Реабилитация. Всего одно слово а так много мыслей. В первую реабилитацию я стал кандидатом в группу Герцога. Во вторую — стал фаворитом корпуса Крест. И вот теперь дело подходит к третьей. По стандарту это две недели или пятьдесят шесть суток в Т-Нуль-Пространстве.
— Капитан, я понимаю, что ты фаворит и к тебе отношение особенное. Но я совершенно не понимаю, зачем тебя вытаскивать на три имперских дня раньше, чем нас? — Джина сидела на моем столе и подкидывала перед собой ножик. Такой небольшой, эфирный. Подарок нашей команды на её день рождение.
— Потому что с меня спросу больше.
— Но ведь ты же здесь больше по времени можешь решить задач, — не согласилась она.

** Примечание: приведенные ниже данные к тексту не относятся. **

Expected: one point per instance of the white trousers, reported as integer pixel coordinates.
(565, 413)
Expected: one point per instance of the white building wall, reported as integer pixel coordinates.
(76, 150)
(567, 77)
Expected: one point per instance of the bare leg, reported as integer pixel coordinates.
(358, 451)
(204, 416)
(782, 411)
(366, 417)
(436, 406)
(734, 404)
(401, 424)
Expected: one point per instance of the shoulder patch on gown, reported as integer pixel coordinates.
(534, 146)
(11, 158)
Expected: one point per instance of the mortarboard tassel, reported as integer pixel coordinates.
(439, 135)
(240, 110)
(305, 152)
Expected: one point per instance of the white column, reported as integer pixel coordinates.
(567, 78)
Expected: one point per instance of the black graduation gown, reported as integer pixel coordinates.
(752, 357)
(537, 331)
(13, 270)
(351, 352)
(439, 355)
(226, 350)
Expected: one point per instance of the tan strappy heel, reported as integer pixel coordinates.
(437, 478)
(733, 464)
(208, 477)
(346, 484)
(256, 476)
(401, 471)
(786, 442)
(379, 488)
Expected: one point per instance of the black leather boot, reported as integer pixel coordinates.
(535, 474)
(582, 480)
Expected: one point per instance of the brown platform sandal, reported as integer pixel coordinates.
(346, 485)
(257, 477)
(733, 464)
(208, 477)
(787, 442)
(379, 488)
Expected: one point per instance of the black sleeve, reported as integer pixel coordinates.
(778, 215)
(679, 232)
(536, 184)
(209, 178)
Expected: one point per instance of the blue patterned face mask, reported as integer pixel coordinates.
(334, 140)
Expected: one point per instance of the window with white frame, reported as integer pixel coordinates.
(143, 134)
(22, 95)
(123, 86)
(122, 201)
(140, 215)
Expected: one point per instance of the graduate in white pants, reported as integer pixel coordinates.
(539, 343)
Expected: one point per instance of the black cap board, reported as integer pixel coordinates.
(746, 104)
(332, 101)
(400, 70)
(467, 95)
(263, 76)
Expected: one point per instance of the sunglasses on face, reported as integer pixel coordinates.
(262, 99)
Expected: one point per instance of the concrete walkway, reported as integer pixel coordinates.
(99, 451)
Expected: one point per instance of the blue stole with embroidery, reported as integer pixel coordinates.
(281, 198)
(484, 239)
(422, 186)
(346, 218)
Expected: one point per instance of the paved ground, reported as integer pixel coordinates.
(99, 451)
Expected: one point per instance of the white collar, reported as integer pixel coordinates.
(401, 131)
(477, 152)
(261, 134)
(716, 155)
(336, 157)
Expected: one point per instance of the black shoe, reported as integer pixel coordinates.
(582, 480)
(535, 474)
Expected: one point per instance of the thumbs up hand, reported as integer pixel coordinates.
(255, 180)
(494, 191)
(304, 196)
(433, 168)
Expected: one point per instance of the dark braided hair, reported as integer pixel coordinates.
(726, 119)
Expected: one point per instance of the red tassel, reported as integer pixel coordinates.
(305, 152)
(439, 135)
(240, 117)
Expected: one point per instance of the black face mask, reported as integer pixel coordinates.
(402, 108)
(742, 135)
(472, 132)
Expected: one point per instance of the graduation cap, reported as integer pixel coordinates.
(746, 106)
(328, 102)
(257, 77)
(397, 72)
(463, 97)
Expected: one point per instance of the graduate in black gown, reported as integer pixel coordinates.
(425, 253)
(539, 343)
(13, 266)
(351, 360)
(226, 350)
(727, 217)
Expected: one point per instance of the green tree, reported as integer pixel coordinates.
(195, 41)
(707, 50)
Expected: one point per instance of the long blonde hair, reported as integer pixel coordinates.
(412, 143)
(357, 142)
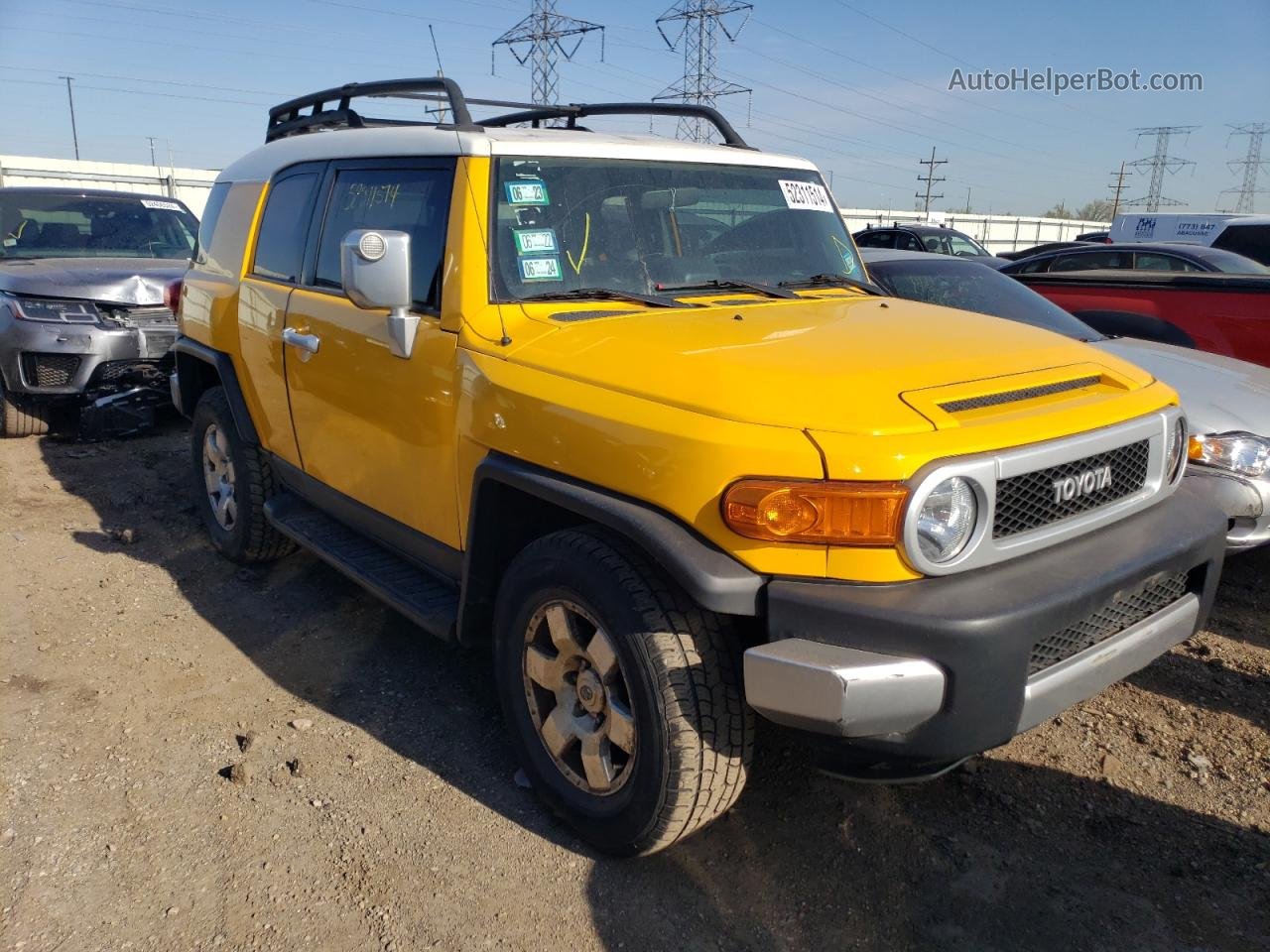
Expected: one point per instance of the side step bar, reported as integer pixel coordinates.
(421, 595)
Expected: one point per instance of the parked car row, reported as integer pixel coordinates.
(639, 422)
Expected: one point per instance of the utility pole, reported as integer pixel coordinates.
(929, 178)
(70, 98)
(543, 39)
(1251, 163)
(1160, 163)
(695, 24)
(1116, 189)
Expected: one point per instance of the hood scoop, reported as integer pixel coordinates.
(1008, 397)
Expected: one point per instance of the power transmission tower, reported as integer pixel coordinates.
(697, 26)
(1116, 188)
(1160, 163)
(541, 40)
(1251, 163)
(929, 178)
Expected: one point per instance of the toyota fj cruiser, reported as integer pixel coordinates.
(630, 413)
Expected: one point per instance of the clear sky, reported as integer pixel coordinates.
(858, 86)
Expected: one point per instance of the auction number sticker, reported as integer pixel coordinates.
(536, 241)
(527, 191)
(157, 203)
(810, 195)
(540, 270)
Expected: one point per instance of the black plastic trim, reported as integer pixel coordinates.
(412, 544)
(712, 578)
(980, 626)
(223, 366)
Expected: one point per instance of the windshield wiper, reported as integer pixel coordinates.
(765, 290)
(842, 280)
(606, 295)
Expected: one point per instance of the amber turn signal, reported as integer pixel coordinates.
(828, 513)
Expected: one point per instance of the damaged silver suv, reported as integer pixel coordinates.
(84, 327)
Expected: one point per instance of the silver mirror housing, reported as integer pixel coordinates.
(375, 271)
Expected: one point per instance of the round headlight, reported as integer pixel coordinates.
(947, 520)
(1175, 449)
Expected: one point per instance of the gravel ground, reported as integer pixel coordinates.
(195, 756)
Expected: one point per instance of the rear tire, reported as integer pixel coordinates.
(22, 417)
(231, 481)
(675, 735)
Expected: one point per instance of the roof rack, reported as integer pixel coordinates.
(287, 119)
(575, 111)
(331, 109)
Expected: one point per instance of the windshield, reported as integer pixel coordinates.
(51, 225)
(566, 225)
(976, 287)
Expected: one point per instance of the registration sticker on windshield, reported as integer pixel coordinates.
(808, 195)
(527, 191)
(535, 241)
(540, 270)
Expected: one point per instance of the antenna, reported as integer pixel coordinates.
(1160, 163)
(543, 39)
(698, 23)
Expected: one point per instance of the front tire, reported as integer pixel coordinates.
(22, 419)
(622, 696)
(231, 483)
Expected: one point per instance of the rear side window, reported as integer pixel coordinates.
(414, 200)
(280, 248)
(211, 214)
(1089, 262)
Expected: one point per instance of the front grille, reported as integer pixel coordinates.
(1008, 397)
(50, 370)
(1124, 610)
(1028, 502)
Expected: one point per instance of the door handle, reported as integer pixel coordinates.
(308, 343)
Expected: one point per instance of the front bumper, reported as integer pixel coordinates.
(81, 354)
(1246, 503)
(934, 670)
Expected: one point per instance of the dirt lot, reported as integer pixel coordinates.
(373, 805)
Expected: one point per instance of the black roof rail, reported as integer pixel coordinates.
(575, 111)
(289, 118)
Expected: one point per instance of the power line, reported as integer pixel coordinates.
(1251, 163)
(1116, 188)
(697, 26)
(540, 40)
(1160, 163)
(929, 178)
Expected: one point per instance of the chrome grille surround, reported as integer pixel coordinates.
(987, 470)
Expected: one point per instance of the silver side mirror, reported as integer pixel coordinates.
(375, 270)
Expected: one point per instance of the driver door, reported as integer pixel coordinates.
(376, 428)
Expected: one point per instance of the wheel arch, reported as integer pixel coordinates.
(515, 503)
(198, 370)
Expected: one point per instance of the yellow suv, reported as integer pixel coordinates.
(629, 413)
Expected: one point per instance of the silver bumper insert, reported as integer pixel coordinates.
(841, 690)
(1055, 689)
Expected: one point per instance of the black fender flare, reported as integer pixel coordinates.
(199, 367)
(711, 576)
(1128, 324)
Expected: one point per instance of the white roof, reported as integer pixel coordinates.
(263, 163)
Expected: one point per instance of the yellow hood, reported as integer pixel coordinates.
(833, 365)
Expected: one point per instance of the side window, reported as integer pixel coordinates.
(1089, 262)
(211, 214)
(280, 248)
(414, 200)
(907, 241)
(1147, 262)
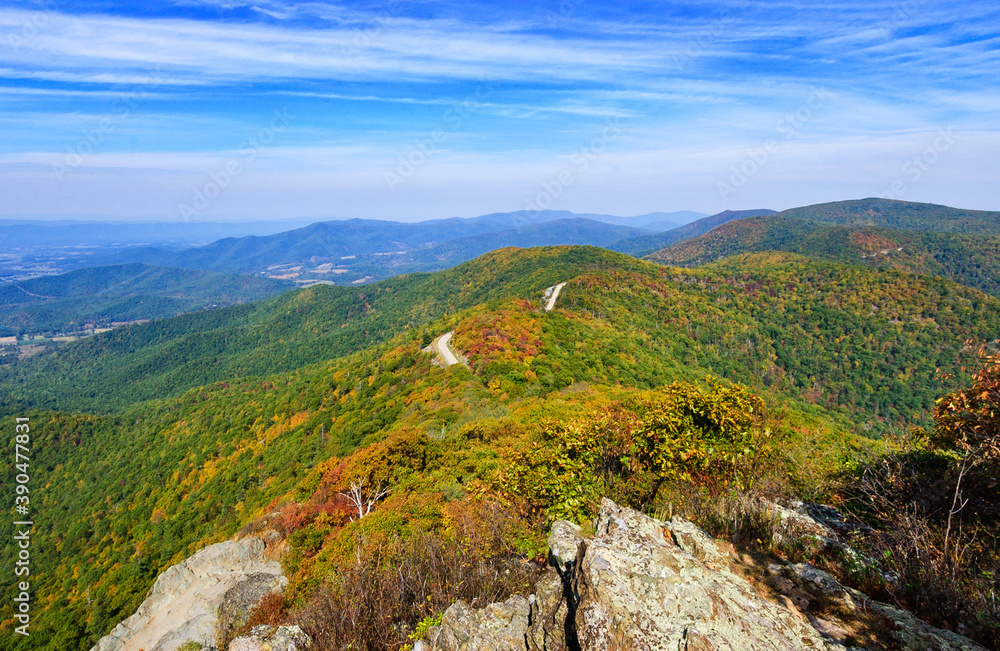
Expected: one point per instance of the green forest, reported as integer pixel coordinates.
(662, 386)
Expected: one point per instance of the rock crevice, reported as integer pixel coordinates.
(642, 584)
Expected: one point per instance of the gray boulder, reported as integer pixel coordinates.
(648, 585)
(270, 638)
(186, 600)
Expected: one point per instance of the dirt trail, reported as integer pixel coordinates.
(552, 293)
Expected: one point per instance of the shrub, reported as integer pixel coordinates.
(715, 435)
(375, 602)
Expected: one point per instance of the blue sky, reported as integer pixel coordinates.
(215, 110)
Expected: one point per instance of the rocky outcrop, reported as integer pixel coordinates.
(642, 584)
(187, 600)
(271, 638)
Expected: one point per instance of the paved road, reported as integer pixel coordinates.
(553, 294)
(441, 347)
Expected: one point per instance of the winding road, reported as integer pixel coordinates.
(552, 293)
(442, 348)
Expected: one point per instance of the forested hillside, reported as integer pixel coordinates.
(972, 260)
(906, 215)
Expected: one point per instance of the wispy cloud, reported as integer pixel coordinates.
(699, 84)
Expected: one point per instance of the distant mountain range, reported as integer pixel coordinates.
(101, 296)
(644, 244)
(26, 235)
(357, 250)
(926, 239)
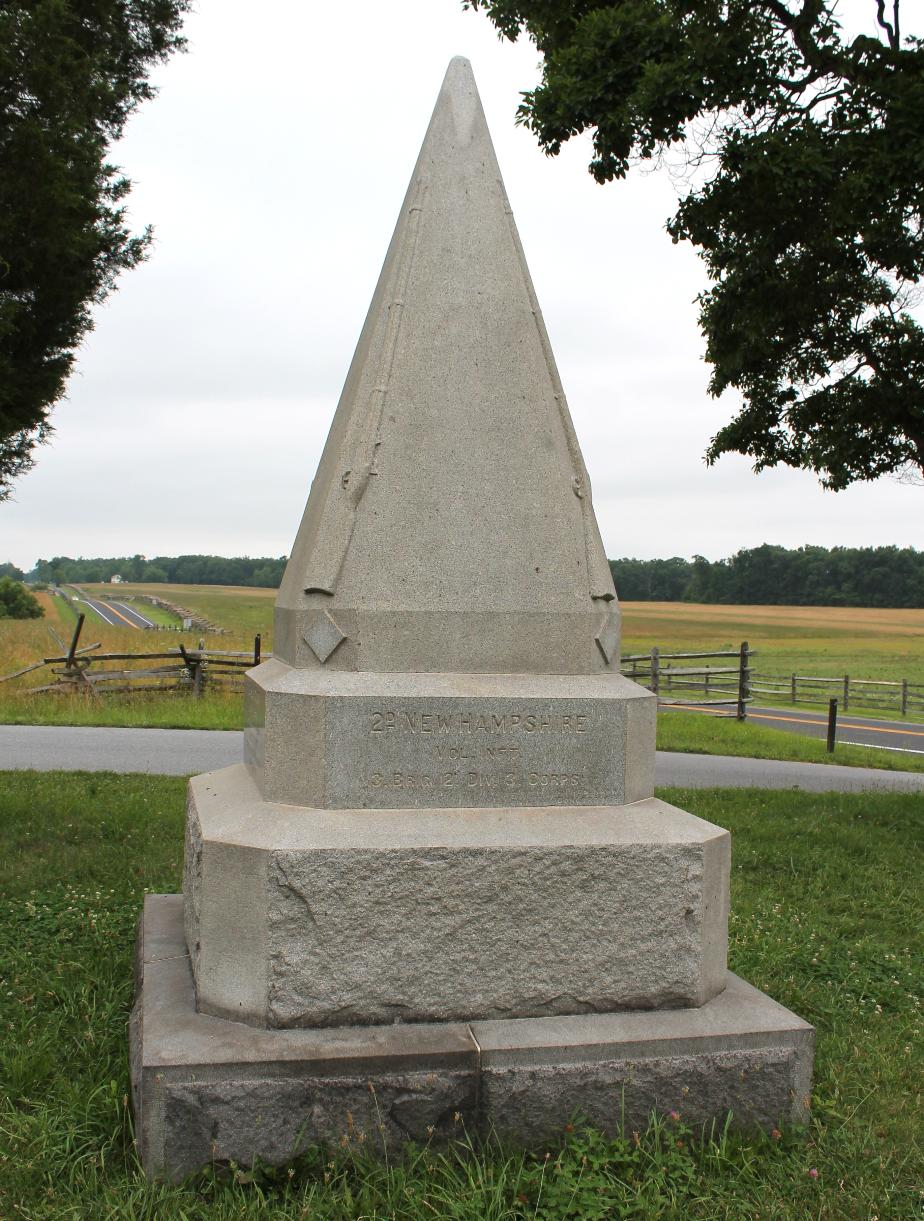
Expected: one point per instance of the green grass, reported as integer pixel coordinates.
(824, 917)
(216, 710)
(696, 733)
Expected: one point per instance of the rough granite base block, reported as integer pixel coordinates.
(349, 917)
(205, 1089)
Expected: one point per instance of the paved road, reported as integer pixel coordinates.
(117, 614)
(187, 751)
(886, 735)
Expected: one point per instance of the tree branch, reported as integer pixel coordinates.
(890, 27)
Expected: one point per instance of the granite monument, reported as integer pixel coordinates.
(438, 889)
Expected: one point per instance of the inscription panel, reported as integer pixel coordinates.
(388, 752)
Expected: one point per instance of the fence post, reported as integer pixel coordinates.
(72, 650)
(831, 724)
(743, 680)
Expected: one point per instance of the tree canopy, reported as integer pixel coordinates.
(71, 73)
(803, 150)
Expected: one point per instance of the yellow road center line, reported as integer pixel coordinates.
(109, 607)
(841, 724)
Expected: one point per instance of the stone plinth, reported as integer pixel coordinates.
(314, 917)
(210, 1090)
(344, 741)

— Тогда задай этот вопрос руководству проекта. Между прочим вон того лентяя вытаскивают со мной, — я показал большим пальцем себе за спину. На подоконнике сидел Айрон и как умалишенный рубился в доисторическую портативную приставку, которую кто-то из механиков откапал на аукционе, куда скидывается всякий хлам с таких старых механоидов, как мой. Не знаю какие обряды воскрешения они проводили, чтобы этот кусок железа и пластика заработал спустя почти четыре сотни лет.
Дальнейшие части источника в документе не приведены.